Post by cinnamoncox0 on Feb 22, 2016 15:17:45 GMT -5
carrotsmakemefat I'm really sorry you're going through this, and that its come to this. I know you've been struggling for awhile and this must be extremely difficult on you. I don't think it's naive to think you can work through a separation. Huge hugs.
Hugs, carrotsmakemefat. I don't think you're naive or unrealistic at all, if both of you are willing, able, and committed to changing your relationship. It sounds like you're making a lot of smart decisions right now.
I don't know of anyone who has lived together while separated. I think that would kind of defeat the purpose. It's hard to heal when you have to deal with the source of your pain daily. For me, it would be extremely difficult to live separately, but together, when your goal is to appreciate each other and improve your relationship. I think it would be too easy to take things too quickly.
I wish you all the best. I hope this time and therapy brings you both healing and happiness.
Post by lizard1131 on Feb 22, 2016 15:29:29 GMT -5
I'm sorry to hear this. I def think it is possible. It sounds like he has some serious issues to unpack and I feel for him. I feel for you too because you have been caught in the crosshairs. It's so tough to work on all these issues. I am rambling now, but my heart goes out to both of you.

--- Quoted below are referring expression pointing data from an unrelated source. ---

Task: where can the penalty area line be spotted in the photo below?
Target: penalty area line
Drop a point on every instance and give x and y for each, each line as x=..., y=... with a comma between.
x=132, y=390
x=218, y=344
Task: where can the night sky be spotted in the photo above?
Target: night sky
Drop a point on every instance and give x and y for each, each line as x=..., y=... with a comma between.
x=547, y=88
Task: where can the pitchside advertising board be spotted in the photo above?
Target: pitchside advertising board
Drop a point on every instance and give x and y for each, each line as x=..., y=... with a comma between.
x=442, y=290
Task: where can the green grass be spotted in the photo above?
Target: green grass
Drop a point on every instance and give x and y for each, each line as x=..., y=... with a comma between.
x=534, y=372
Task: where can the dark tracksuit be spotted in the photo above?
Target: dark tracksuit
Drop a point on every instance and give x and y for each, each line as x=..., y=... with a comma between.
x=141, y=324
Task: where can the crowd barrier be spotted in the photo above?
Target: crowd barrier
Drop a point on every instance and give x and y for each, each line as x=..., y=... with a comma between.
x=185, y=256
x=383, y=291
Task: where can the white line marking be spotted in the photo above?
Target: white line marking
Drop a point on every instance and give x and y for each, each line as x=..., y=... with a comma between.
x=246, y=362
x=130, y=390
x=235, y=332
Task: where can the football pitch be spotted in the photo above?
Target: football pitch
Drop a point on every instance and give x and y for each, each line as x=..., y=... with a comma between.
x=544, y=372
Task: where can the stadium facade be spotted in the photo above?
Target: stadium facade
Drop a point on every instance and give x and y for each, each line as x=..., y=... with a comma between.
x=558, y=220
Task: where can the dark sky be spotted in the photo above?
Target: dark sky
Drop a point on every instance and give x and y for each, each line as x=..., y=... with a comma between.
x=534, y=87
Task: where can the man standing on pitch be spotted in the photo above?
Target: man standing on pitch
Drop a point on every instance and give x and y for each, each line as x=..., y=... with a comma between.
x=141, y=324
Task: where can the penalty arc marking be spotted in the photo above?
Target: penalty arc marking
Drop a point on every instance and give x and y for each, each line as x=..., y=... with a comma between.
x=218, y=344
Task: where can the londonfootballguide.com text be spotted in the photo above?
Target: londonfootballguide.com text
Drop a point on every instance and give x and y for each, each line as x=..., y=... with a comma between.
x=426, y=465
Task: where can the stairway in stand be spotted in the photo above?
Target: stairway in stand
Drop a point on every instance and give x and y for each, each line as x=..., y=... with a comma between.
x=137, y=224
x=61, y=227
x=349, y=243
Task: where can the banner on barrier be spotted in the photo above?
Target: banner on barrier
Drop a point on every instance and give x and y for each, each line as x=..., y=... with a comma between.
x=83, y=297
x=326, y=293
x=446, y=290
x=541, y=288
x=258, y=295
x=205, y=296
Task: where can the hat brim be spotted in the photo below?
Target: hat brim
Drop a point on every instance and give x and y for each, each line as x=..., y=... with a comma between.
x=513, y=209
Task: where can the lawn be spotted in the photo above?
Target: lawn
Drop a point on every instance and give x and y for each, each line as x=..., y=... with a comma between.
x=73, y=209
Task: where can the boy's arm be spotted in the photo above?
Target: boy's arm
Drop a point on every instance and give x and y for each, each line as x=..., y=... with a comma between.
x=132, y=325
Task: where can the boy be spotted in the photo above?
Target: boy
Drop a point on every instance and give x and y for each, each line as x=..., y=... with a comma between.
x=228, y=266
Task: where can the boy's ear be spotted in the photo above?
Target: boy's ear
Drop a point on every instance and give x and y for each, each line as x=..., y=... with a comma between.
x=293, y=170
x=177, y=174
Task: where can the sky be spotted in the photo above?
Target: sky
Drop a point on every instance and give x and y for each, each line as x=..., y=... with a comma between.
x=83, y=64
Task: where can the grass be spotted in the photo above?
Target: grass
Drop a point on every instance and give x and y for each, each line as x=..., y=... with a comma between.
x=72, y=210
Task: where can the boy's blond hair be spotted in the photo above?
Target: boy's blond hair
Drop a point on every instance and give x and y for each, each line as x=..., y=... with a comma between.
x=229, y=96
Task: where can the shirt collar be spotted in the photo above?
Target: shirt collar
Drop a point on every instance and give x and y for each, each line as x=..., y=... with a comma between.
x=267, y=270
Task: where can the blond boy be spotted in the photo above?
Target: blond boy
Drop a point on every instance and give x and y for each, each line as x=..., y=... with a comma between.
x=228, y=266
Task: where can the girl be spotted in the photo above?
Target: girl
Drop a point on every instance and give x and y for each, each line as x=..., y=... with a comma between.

I'm so sorry, carrots. I absolutely think you can work it out if both parties are committed. I hope he puts in the effort and the two of you can get back to a good place.
Post by hopecounts on Feb 22, 2016 15:56:30 GMT -5
((Carrots)) You are not naive to think some space and time may help. He is going through a tough time and so are you a little space for you each to do what you need to while working on things may be just what is needed to help your relationship.
(((hugs))) I think reconciliation is possible after separating. And the space can help bring clarity to the situation. I do think physical separation is important, and I understand the HCOL concern with a short term lease, but when I lived in your area, I got a 6 month lease for maybe $100 more than the year-long rate. I can PM you the complex - maybe they are still reasonable with the pricing.
Also, when I moved from your area, I still had like 7 months on my lease (move wasn't panned when lease was signed). We were able to get out because we had a pretty desirable studio unit in a nice building...so should things come to it, a year lease doesn't always mean it has to be a year long.
I'm really sorry, carrots. I think time apart will be good to sort out what you both really want. I hope you get to a place where you're happy, whatever that looks like for you.
Post by miniroller on Feb 22, 2016 17:42:03 GMT -5
Aw carrots, absolutely agree in offering my telepathic hugs/ friendly punches on the arm that I promise you're tougher than you think. You'll get through this. I definitely think time apart can be beneficial, especially if you can use that time to evaluate your happiness/ life satisfaction away from one another vs. with one another. It sucks when those resulting viewpoints aren't the same, but no need to cross that threshold yet.
Just do all you can to evaluate Yourself/ figure out what You want, try to mentally combat any "wondering what he's doing" mopey time. Use this time for YOU, & figuring out what makes you happy. Wishing you all the best; you know we're here if you need a pep talk. And again, the reason I gave it to you straight is because I know you're strong enough to hear, handle, and apply this. Despite your thoughtful nature, now is the time to be self-absorbed!